The best approach is to run a separate instance of Node-RED per user, which gives you the required separation between users. The usual way to do this is to use a container based system and a HTTP reverse proxy to control access to the instances.
Over the next months worth of posts I’ll outline the components required to build a system like I described and at the end should hopefully have a fully working Proof of Concept that people can use as the base to build their own deployments.
As the future posts are published I will add links here.
Because containers file systems are not persistent we are going to need somewhere to reliably store the flows each user creates.
Node-RED supplies an API that lets you control how/where flows (and a bunch of things that would normally end up on disk)
We are going to need a way to only allow right users access to the Node-RED editor, again there is a plugin API that allows this to be wired into nearly any existing authentication source of your choice.
I wrote a simple implementation of this API which uses LDAP as the source of users not long after Node-RED was released . But in this series of post I’ll write a new one that uses the same backend database as the flow storage plugin.
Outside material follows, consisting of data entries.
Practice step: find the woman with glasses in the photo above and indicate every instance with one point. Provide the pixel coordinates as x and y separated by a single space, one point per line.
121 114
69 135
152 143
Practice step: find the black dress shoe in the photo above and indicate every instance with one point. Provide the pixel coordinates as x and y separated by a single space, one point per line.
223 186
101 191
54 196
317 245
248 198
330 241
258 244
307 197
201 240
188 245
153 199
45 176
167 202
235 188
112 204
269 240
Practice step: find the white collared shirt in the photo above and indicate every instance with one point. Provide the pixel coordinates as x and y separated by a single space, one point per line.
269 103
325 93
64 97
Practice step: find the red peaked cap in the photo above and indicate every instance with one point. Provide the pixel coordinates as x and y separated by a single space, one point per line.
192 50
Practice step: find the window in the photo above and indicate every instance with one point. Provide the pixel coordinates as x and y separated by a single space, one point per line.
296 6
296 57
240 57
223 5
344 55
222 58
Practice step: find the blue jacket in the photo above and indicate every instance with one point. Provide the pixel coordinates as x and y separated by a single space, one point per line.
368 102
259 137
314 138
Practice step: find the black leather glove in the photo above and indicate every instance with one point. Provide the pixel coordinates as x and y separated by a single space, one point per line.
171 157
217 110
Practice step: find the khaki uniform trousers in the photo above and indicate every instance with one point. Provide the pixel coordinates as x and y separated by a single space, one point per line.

Once we’ve built storage and authentication plugins we will need to build a custom version of the Node-RED Docker container that includes these extras.
HTTP Reverse Proxy
Now we have a collection of containers each running a users instance of Node-RED we are going to need a way to expose these to the outside world. Since Node-RED is a web application then a HTTP Reverse Proxy is probably the right way forward.
Once all of the other pieces are in place we need is a way to control the creation/deletion of Node-RED instances. It will also be useful to see the instances’ logs.
Finally I’ll cover some extra bits that help make a deployment specific to a particular environment, such as
Custom node repository
This allows you to host your own private nodes and still install them using the Manage Palette menu.
Tweaking page titles and colour schemes can make Node-RED fit in better with your existing look and feel.